И они с Татьяной и с кексиками расположились рядом со столом, за которым стоял Саша. Места больше не было. Кексы оказались свежими, щедро сдобренными изюмом. Аня опять сняла очки.
– Смотри-ка, как не пожалели сегодня тараканчиков, и такие сочненькие, – сказала Аня Тане, с аппетитом причмокивая. «Тараканчиками» на их языке был тот самый изюм, а что же ещё, ведь похож.
Тут что-то громом грохнуло об стол, за которым стоял принц, раздался сдавленный звук извержения – которое хотели предотвратить, и одна из девчонок, зажав рот, бросилась вон из столовки. Мила. Аня с Таней посмотрели друг на друга – удивившись, и Аня поймала на себе ещё чей-то взгляд.
Отличник смотрел на неё исподлобья, с явным отвращением. Вопроса «Быть или не быть» – ей, Ане, в ту минуту для него не существовало. Глянул, уничтожив, и уткнулся в свой стакан с кофейной бурдой, обхватив его мёртвой хваткой.
«Но он посмотрел не меня!

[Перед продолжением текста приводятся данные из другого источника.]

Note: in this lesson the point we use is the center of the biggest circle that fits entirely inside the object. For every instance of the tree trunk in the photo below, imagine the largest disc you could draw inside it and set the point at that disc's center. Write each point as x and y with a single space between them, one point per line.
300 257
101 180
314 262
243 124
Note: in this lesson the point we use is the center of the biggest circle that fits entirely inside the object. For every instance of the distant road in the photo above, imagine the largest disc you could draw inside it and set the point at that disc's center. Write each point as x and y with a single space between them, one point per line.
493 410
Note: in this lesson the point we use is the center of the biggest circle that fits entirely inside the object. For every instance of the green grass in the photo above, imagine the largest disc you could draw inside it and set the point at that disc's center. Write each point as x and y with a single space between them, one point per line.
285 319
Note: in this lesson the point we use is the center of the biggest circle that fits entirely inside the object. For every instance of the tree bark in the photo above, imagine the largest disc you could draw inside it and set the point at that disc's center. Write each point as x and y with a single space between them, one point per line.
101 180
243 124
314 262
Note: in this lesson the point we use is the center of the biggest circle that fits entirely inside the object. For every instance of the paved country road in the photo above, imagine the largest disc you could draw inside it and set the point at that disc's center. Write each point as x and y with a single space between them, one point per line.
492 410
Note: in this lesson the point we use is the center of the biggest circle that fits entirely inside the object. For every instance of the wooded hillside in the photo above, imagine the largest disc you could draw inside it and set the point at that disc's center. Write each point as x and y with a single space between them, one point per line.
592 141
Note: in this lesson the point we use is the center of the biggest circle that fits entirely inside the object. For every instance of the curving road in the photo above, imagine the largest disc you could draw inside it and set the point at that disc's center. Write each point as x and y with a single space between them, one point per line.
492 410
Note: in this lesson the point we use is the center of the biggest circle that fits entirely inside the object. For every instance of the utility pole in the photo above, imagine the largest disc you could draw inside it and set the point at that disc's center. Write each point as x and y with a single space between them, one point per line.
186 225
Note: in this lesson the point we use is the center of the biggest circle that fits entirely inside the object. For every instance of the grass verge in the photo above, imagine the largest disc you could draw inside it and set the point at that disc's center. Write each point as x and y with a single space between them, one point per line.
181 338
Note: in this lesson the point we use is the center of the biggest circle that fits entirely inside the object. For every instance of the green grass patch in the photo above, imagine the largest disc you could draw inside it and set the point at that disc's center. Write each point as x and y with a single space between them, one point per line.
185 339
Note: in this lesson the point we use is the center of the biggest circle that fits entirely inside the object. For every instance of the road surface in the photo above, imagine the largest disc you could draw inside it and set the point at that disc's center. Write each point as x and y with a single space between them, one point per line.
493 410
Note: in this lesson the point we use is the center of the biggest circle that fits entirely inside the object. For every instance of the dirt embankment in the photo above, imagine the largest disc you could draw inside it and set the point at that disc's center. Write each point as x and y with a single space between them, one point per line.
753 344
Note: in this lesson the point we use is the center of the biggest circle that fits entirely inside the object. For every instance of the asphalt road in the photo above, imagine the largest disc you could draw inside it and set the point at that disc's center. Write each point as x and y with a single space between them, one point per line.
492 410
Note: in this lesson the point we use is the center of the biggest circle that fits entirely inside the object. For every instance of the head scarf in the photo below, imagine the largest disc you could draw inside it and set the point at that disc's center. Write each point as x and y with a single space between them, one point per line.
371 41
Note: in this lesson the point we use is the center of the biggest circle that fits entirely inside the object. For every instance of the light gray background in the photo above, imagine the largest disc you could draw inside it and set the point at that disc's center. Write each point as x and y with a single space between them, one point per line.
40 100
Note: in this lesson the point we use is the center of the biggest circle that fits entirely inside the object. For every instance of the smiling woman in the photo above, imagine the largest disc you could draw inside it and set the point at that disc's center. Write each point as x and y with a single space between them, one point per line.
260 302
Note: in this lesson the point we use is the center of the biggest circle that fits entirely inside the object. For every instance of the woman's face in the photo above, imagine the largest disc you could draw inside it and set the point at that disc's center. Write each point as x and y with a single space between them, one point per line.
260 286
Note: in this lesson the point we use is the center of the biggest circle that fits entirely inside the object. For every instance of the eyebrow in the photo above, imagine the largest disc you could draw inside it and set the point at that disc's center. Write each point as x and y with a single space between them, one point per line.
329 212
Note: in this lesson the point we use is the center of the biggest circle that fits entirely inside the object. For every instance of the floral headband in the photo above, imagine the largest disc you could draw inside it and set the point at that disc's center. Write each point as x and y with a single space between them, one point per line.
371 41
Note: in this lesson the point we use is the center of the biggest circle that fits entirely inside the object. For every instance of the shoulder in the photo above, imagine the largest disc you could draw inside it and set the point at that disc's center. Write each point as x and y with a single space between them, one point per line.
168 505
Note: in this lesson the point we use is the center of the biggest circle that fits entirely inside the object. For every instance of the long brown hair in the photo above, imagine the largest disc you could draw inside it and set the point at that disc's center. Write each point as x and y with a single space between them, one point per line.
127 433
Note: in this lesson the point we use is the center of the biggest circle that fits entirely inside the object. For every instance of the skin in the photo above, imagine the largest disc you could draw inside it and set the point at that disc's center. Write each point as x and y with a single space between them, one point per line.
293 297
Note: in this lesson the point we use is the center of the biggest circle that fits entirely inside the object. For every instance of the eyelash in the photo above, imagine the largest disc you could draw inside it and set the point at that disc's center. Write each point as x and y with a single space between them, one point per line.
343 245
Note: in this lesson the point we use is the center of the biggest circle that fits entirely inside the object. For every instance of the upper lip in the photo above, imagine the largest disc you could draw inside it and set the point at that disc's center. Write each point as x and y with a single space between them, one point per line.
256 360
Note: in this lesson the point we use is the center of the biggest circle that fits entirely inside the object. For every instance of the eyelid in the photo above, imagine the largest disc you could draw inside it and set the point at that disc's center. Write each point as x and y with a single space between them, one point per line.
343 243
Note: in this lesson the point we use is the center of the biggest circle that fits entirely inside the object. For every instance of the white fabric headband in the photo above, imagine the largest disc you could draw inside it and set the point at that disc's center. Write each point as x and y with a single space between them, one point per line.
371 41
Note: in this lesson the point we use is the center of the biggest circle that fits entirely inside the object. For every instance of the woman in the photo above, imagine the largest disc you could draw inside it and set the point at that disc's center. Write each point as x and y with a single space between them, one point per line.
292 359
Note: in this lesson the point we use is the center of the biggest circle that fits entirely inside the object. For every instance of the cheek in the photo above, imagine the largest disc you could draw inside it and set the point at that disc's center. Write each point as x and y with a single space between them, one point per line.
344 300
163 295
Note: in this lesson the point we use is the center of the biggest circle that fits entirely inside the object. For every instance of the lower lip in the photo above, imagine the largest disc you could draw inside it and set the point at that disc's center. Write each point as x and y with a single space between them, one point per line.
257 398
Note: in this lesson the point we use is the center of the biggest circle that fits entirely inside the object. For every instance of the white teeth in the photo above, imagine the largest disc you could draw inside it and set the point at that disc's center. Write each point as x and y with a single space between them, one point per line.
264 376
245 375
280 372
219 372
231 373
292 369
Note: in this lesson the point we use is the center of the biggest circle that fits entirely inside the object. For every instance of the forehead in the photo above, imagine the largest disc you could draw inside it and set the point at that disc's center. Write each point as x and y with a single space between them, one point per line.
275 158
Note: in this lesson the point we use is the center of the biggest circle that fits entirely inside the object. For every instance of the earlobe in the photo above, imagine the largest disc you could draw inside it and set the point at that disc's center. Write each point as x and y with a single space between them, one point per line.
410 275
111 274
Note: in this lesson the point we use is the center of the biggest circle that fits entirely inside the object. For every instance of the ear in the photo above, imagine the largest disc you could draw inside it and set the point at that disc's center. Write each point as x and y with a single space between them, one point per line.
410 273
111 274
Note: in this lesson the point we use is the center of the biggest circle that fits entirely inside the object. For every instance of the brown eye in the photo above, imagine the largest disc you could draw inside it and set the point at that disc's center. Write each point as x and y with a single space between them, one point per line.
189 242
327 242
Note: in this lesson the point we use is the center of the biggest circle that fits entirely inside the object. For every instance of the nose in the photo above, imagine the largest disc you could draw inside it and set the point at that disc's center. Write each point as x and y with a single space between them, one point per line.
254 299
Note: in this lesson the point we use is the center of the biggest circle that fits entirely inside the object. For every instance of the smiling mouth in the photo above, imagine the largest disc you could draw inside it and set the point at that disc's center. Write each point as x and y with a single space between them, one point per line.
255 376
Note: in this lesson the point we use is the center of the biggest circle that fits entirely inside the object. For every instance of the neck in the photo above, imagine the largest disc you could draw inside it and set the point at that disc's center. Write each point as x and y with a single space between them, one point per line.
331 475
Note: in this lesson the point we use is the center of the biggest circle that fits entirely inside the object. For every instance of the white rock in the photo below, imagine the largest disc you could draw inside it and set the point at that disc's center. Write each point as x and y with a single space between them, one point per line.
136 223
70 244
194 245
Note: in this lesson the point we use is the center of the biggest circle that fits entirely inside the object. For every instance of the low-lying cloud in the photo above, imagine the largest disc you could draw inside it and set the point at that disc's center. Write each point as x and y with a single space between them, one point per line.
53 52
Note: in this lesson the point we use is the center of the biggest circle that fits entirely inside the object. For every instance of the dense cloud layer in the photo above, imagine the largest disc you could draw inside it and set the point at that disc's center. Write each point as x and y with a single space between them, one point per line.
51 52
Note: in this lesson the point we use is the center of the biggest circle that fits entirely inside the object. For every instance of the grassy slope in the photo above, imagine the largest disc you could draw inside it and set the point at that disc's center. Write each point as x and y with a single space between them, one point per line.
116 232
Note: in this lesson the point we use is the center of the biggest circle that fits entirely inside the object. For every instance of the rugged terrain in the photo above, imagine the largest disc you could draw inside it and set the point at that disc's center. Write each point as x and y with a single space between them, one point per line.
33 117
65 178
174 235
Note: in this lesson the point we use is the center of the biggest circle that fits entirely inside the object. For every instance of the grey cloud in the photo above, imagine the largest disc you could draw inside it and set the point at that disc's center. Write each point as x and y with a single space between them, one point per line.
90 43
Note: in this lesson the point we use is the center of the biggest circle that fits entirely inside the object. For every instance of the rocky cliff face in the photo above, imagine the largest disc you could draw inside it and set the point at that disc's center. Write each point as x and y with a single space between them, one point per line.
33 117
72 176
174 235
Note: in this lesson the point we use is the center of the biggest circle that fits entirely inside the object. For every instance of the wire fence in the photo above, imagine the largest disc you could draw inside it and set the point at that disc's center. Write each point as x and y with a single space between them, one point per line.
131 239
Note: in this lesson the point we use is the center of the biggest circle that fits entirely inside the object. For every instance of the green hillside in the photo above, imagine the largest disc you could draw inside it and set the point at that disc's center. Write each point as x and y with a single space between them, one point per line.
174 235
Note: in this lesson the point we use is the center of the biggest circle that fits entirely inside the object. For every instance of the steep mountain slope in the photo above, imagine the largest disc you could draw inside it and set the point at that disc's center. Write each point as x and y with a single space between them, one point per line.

И я была без очков. Ну… не прочь был убить, правда. Да, Гамлеты, они все такие».
Танька, отложив свой кекс, давилась смехом в кулак, как дура, не в силах остановиться. Аня же, как умная, изрекла вдруг:
– Superb! – услышанное в новой школе.
Принц снова глянул на неё, при том, что произнесла она это тихо-претихо. С силой долбанул гранёным стаканом с недопитой бурдой об стол, подхватил с пола свой портфель. Свой громадный такой портфелище, и что только он в нём таскал? Черепа, должно быть, и не одного только бедного Йорика. Походка его, тяжёлая по обыкновению, утяжелилась грузом презрения и нежелания когда-либо ещё в жизни видеть ту, что проронила это вражье словцо.
«Он меня не забудет». Остальные девчонки из его окружения потянулись за отличником безмолвным, но осуждающим гуськом.
– Такой кофе вкусный, и не допил, – сказала Аня им вслед.
– Да вопще, чё к чему? – сказала Танька.
«Ну и пусть топает. Битюг владимирский. Близко не принц никакой и даже не тень отца его. Обыкновенный… зубрила от сих до сих, он и Гамлета-то в глаза не видел, ни в книжке, ни в кино».